Department of Clinical Pathology, Clinical Microbiology Unit, Faculty of Medicine, Mansoura University, Egypt.
Department of Pathology, Faculty of Medicine, Mansoura University, Egypt.
Asian Pac J Cancer Prev. 2022 Feb 1;23(2):641-650. doi: 10.31557/APJCP.2022.23.2.641.
Epstein-Barr virus (EBV) has been implicated in the development of breast cancer (BC) since 1995. It is classified into A/B genotypes, C/D subtypes, and F/f variants according to variations in its genome.
To determine the distribution difference of EBV types between BC patients and healthy controls in Egypt and to detect the association between different EBV types and BC characteristics.

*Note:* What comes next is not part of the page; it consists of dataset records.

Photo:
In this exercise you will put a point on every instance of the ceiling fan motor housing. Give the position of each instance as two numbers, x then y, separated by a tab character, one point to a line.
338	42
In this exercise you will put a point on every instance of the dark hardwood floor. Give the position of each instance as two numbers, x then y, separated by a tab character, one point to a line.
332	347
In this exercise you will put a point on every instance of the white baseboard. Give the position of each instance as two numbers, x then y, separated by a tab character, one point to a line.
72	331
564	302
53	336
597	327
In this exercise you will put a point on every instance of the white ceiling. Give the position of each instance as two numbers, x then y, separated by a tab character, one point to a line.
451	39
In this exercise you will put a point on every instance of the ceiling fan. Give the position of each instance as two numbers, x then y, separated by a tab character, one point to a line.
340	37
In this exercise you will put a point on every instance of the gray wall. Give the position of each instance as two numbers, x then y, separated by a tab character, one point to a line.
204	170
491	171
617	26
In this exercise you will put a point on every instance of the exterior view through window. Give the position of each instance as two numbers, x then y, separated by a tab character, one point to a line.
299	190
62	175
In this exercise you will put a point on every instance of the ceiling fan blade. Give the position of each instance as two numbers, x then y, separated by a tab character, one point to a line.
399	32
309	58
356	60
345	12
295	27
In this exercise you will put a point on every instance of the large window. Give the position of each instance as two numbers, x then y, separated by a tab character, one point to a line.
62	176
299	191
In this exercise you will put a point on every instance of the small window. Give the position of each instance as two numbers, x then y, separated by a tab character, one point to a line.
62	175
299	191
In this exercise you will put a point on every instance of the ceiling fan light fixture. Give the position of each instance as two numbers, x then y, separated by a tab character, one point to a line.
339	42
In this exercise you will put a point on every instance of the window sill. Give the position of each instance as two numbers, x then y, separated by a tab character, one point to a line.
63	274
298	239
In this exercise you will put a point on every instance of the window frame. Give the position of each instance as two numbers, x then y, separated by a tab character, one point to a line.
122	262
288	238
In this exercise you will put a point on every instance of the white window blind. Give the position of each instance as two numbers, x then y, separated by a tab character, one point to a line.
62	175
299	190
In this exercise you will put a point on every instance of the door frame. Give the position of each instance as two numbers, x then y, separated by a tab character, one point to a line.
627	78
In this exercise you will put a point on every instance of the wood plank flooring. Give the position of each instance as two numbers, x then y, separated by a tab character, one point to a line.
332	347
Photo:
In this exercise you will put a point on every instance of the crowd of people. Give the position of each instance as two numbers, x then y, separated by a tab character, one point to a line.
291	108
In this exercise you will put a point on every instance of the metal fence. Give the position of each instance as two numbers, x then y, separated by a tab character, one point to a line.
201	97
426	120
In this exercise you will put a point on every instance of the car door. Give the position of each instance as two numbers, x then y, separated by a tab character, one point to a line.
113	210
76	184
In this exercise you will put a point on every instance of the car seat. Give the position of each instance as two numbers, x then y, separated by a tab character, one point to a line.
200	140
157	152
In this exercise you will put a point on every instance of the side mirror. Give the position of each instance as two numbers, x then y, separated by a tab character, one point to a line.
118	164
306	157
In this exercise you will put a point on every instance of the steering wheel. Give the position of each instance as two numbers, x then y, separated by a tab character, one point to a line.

Three hundred and sixty-two participants (142 BC patients and 220 controls) were enrolled in this study. All participants were screened for EBV infection by determination of viral-capsid-IgG antibodies in their sera. EBNA-1 gene was detected by PCR in tumor biopsies of seropositive patients and in peripheral blood mononuclear cells of controls. A/B genotyping of EBV was performed by nested-PCR targeting the EBNA-2 gene. C/D subtypes and F/f variants were identified by Restriction fragment length polymorphism at BamHI-I W1/I1 and BamHI-F regions of EBV genome, respectively.
Among 362 participants, 300(82.9%) were EBV-seropositive, including 120/142(84.5%) of the BC patients and 180/220(81.8 %) of the controls. EBNA-1 gene was positive in 54(45%) of seropositive BC patients and in 38(21.1%) of seropositive controls. There was a significant association of EBNA-1 gene with breast cancer (OR=3.05, 95%CI=1.84-5.07). Moreover, EBNA-1 gene positivity was significantly associated with the more aggressive tumors. Genotype-A and prototype-F were predominant among patients (90.4%, 100%, respectively) as well as among controls (91.7%, 100%, respectively) with no statistical significant association with BC risk. However, subtype-D was significantly more frequent in patients (95.6%) than in controls (64.7%) and was significantly associated with a higher BC risk as compared to subtype-C (OR=11.7, 95%CI=2.4-57.08). Subtype-D was significantly associated with higher grades tumors (100% among grade III), with progesteron receptor-negative tumors and with HER2-positive tumors (100% for each). The combined genotypes that significantly associated with BC risk were ADF (OR=4.9) and BDF (OR=5.5).
Subtype-D of EBV could be the only EBV type implicated in BC development among Egyptian females and associated more with poor prognosis.
自 1995 年以来,爱泼斯坦-巴尔病毒(EBV)已被认为与乳腺癌(BC)的发展有关。根据其基因组的变异,它可分为 A/B 基因型、C/D 亚型和 F/f 变体。
确定 EBV 类型在埃及 BC 患者和健康对照者中的分布差异,并检测不同 EBV 类型与 BC 特征之间的关联。
本研究纳入了 362 名参与者(142 名 BC 患者和 220 名对照者)。所有参与者均通过检测血清中病毒衣壳 IgG 抗体来筛查 EBV 感染。对 EBV 阳性患者的肿瘤活检和对照者的外周血单个核细胞进行 EBNA-1 基因的 PCR 检测。通过针对 EBV 基因组中 EBNA-2 基因的巢式 PCR 进行 EBV 的 A/B 基因分型。通过限制性片段长度多态性在 BamHI-I W1/I1 和 BamHI-F 区域分别鉴定 C/D 亚型和 F/f 变体。
在 362 名参与者中,300 名(82.9%)为 EBV 血清阳性,包括 120/142 名(84.5%)BC 患者和 180/220 名(81.8%)对照者。在 EBV 阳性的 BC 患者中,有 54 名(45%)和 EBV 阳性的对照者中,有 38 名(21.1%)EBNA-1 基因阳性。EBNA-1 基因与乳腺癌显著相关(OR=3.05,95%CI=1.84-5.07)。此外,EBNA-1 基因阳性与侵袭性更强的肿瘤显著相关。在患者中,A 型和原型 F 型(分别为 90.4%,100%)以及对照者(分别为 91.7%,100%)中均占主导地位,与 BC 风险无统计学显著相关性。然而,D 亚型在患者中(95.6%)显著高于对照组(64.7%),与 C 亚型相比,D 亚型与更高的 BC 风险显著相关(OR=11.7,95%CI=2.4-57.08)。D 亚型与更高的肿瘤分级(100%为 3 级)、孕激素受体阴性肿瘤和 HER2 阳性肿瘤显著相关(各为 100%)。与 BC 风险显著相关的组合基因型为 ADF(OR=4.9)和 BDF(OR=5.5)。
埃及女性中,D 型 EBV 可能是唯一与 BC 发展相关的 EBV 类型,与不良预后的关系更密切。